Hi @hyanwong. When I initially worked on this repo, my goal was to understand the PSMC method through reimplementation. I didn't anticipate that it might be useful to others in the future, so the repo lacks polish and annotations. It is also noticeably slower than the original C implementation and while the tests I run it produced similar results, I can not guarantee that the runs will be identical to the original psmc method.

However, I'm very glad you found this work useful and will be delighted to accept your suggestions for improving its usability as a teaching material.

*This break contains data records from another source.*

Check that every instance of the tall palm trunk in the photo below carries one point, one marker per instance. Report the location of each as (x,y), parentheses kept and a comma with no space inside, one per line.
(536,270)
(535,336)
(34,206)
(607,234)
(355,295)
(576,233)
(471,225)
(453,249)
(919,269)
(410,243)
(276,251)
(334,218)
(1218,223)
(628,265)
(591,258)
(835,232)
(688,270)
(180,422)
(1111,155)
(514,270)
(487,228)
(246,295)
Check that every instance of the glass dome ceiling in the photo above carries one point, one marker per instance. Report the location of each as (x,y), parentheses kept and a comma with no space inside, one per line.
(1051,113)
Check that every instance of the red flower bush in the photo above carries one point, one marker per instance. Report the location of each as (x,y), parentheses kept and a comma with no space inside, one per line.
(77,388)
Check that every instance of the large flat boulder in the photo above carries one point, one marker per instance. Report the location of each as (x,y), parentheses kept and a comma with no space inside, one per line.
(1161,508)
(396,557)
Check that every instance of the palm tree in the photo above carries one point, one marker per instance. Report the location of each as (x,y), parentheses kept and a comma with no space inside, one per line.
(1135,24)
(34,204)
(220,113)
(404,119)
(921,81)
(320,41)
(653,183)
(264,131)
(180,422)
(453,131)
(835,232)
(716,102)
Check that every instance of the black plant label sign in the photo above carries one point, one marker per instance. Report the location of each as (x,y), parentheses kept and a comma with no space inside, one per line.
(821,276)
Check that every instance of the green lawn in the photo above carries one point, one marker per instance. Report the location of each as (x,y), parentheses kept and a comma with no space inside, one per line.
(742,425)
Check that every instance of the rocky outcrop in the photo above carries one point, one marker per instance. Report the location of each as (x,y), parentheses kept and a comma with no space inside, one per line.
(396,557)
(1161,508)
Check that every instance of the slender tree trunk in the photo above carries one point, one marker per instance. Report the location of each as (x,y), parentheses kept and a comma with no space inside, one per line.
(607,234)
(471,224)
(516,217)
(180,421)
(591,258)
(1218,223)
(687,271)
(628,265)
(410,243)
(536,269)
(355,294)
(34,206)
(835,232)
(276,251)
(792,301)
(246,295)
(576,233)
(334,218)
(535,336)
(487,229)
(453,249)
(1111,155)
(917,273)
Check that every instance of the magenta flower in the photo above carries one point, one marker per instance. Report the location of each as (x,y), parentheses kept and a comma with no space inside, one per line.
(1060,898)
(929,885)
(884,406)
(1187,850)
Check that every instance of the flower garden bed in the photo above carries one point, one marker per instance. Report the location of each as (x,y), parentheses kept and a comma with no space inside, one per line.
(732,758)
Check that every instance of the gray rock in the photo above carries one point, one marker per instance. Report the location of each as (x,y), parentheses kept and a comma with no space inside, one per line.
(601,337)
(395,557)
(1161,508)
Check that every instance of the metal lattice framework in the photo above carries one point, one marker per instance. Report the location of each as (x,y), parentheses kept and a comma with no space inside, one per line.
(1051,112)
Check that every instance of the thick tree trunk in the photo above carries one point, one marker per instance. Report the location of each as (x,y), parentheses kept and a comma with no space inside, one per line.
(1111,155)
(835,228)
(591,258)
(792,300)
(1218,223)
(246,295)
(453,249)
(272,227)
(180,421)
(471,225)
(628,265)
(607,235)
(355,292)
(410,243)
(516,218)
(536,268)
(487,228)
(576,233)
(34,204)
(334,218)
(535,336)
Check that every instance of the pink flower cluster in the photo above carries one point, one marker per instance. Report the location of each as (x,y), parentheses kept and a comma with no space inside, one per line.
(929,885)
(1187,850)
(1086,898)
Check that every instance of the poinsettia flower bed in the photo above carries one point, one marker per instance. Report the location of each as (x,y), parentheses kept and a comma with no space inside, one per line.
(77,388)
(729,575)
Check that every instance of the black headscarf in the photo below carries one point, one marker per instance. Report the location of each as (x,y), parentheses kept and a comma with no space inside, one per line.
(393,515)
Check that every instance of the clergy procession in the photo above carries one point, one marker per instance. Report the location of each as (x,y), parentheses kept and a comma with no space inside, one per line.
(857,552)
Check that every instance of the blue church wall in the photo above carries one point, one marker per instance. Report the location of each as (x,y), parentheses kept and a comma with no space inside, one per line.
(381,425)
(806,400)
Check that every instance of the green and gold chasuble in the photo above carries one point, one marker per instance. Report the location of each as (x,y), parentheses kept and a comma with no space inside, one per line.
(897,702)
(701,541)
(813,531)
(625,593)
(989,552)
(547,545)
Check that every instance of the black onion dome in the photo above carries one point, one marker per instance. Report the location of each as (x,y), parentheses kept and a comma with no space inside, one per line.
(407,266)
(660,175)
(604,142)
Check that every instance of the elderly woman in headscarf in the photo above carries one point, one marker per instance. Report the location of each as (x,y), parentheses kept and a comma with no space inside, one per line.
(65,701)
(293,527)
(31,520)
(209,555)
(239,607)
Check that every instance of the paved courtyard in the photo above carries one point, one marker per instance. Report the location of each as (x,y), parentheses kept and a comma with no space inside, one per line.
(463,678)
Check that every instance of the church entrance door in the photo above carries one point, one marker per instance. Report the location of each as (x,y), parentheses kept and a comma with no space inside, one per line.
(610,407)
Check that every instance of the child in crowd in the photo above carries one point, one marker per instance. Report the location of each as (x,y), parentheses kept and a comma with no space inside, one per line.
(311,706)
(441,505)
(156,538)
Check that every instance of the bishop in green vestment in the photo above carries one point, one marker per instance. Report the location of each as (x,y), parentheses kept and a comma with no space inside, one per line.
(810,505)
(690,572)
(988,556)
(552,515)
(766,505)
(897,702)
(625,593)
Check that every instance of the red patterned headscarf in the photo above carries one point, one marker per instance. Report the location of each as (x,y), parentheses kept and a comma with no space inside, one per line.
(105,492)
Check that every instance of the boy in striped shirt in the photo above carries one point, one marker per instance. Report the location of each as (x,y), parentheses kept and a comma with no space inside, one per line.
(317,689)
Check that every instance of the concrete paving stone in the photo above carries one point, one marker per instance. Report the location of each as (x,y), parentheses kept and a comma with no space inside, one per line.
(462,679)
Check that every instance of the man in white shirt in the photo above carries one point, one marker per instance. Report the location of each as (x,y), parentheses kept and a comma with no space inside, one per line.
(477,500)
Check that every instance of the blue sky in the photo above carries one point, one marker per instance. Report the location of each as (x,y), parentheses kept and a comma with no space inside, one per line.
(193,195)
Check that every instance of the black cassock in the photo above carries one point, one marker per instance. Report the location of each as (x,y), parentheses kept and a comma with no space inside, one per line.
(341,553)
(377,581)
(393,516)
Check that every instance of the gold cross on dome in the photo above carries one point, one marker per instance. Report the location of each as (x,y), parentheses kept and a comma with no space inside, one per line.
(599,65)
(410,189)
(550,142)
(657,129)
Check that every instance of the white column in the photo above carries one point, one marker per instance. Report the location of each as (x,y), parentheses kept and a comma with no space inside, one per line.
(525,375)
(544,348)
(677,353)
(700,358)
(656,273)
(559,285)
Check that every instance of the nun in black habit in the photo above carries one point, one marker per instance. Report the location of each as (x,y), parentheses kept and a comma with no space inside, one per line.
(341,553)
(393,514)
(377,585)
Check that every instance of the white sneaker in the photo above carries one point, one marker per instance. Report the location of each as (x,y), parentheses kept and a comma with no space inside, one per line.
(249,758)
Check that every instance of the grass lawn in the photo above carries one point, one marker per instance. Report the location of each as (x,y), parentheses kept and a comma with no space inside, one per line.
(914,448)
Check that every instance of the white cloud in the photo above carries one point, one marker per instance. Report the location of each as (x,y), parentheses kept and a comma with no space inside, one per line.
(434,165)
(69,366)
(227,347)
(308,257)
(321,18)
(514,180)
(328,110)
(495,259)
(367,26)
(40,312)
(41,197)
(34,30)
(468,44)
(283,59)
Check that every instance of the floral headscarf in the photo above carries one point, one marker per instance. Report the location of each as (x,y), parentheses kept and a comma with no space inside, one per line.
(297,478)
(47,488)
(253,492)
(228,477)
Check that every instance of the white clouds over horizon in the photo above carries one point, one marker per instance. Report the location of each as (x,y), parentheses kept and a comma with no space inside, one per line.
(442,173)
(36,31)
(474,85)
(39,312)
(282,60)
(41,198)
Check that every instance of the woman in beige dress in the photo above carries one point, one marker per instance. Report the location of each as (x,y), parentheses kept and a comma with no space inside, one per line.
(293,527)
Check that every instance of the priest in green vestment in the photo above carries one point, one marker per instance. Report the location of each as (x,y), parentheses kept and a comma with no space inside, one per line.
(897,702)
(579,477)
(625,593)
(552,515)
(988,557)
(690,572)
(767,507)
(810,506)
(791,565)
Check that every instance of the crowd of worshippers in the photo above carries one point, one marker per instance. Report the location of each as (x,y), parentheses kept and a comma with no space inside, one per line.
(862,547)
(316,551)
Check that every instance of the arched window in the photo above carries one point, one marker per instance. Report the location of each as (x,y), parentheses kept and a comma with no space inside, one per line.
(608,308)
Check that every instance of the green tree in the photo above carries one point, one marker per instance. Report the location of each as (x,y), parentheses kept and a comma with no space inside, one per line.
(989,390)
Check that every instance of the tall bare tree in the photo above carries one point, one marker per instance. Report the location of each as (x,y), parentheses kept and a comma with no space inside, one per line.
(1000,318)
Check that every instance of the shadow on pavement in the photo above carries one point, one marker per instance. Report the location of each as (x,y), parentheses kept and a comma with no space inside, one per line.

hyanwong commented 1 month ago

Thanks, I completely understand about lack of polish! It's very handy to have a python implementation however. I'll make a PR with the tskit code (and it shouldn't require an extra import, which is nice).

I'm playing to see what the results are like on some real data (again, for teaching). I'll post code and results in another issue.